Before a student can proceed to the dissertation, he or she must write and defend a proposal, which states the goals and aims of the dissertation research, justifies the research, and provides a detailed plan to carry out the objectives of the research. The dissertation advisory committee must approve, unanimously, the admission to candidacy. The general framework for admission to candidacy via the written proposal and the oral defense of the proposal can be seen in Figure 1. The purpose of the Dissertation Proposal and defense is for the student to demonstrate that he or she has mastered technical writing skills and is able to synthesize material from courses and self-study into a plausible, testable hypothesis. Students should follow the guidelines and timelines presented below. A student should submit and defend the proposal as soon as possible during the degree program.

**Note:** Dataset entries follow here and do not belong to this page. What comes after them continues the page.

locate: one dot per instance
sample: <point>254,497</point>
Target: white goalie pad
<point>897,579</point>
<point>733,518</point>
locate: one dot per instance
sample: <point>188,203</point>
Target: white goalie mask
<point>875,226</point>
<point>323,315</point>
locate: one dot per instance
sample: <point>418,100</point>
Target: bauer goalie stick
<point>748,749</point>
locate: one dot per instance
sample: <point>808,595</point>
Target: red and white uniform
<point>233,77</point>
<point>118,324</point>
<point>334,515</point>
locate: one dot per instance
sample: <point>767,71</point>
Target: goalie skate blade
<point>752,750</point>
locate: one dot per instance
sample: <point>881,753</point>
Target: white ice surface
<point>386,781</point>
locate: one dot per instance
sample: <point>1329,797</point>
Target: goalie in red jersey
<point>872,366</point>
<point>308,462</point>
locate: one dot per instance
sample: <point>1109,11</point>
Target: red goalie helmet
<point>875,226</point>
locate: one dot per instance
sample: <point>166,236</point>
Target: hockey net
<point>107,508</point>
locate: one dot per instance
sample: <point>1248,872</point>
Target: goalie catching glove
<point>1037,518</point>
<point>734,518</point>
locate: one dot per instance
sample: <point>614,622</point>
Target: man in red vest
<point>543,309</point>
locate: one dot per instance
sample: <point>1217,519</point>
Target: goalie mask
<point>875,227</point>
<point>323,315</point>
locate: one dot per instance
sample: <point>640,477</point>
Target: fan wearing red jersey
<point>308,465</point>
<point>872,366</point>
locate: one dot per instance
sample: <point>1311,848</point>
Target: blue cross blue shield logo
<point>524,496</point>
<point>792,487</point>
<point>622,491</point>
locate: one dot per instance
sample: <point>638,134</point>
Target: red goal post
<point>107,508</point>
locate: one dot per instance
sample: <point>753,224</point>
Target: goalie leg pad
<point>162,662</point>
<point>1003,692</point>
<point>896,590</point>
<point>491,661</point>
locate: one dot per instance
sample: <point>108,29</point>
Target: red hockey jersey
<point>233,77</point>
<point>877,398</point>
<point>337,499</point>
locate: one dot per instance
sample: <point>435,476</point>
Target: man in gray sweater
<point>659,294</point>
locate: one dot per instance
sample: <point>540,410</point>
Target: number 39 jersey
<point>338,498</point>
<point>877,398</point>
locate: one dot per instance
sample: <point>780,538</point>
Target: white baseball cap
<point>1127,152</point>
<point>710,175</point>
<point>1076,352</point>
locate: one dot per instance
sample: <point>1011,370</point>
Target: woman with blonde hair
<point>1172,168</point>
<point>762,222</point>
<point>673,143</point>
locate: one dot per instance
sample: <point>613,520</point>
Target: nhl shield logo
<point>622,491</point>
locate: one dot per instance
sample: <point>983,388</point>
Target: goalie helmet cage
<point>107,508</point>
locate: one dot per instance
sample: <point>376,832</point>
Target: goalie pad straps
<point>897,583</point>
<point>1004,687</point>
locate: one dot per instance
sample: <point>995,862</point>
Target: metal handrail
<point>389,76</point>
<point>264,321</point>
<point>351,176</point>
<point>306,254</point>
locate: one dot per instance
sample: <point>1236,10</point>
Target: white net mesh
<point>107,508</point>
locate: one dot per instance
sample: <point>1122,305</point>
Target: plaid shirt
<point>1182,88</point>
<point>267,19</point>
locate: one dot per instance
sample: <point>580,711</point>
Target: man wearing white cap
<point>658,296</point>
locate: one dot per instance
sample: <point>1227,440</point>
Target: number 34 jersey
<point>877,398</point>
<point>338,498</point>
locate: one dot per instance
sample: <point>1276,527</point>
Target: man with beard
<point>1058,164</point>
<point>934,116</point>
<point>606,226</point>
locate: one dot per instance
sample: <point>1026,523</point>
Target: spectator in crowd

A plan of study for the doctoral degree must be outlined by each student and her/his advisory/dissertation committee preferably in the first year and before the completion of 18 semester hours. The plan of study must be submitted to the Dean of The Graduate School for approval.
Each year every student will prepare a brief written report that details research progress made during the preceding year and that proposes a plan of action for the following year. The full advisory committee (or the Graduate Studies Committee if the advisory committee has not been selected) should be assembled to review the progress of the student no less than once per year. The date of these meetings will be recorded on the Plan of Study form. Two weeks prior to a committee meeting, students should provide a written progress report to the committee. The report should summarize the work conducted since the last meeting (including figures and tables of data), problems that are impeding progress, a plan for work to be conducted in the next year, and a timetable for completion of degree requirements. The results of this review should be submitted to the Director of Graduate Studies in Biology in writing within one month of the scheduled meeting.
It is the advisor’s role to determine when the written dissertation is acceptable and defendable. A student cannot schedule a dissertation defense without the approval of the research advisor. As with the proposal, the final dissertation should not, in the advisor’s view, need major foreseeable modifications. On the other hand, the student should understand that revisions would almost certainly be forthcoming. The student must give each committee member a copy of the dissertation no less than two weeks (ten business days) prior to the scheduled defense date. Students should follow the guidelines set forth by the UNCG Graduate School when preparing the thesis.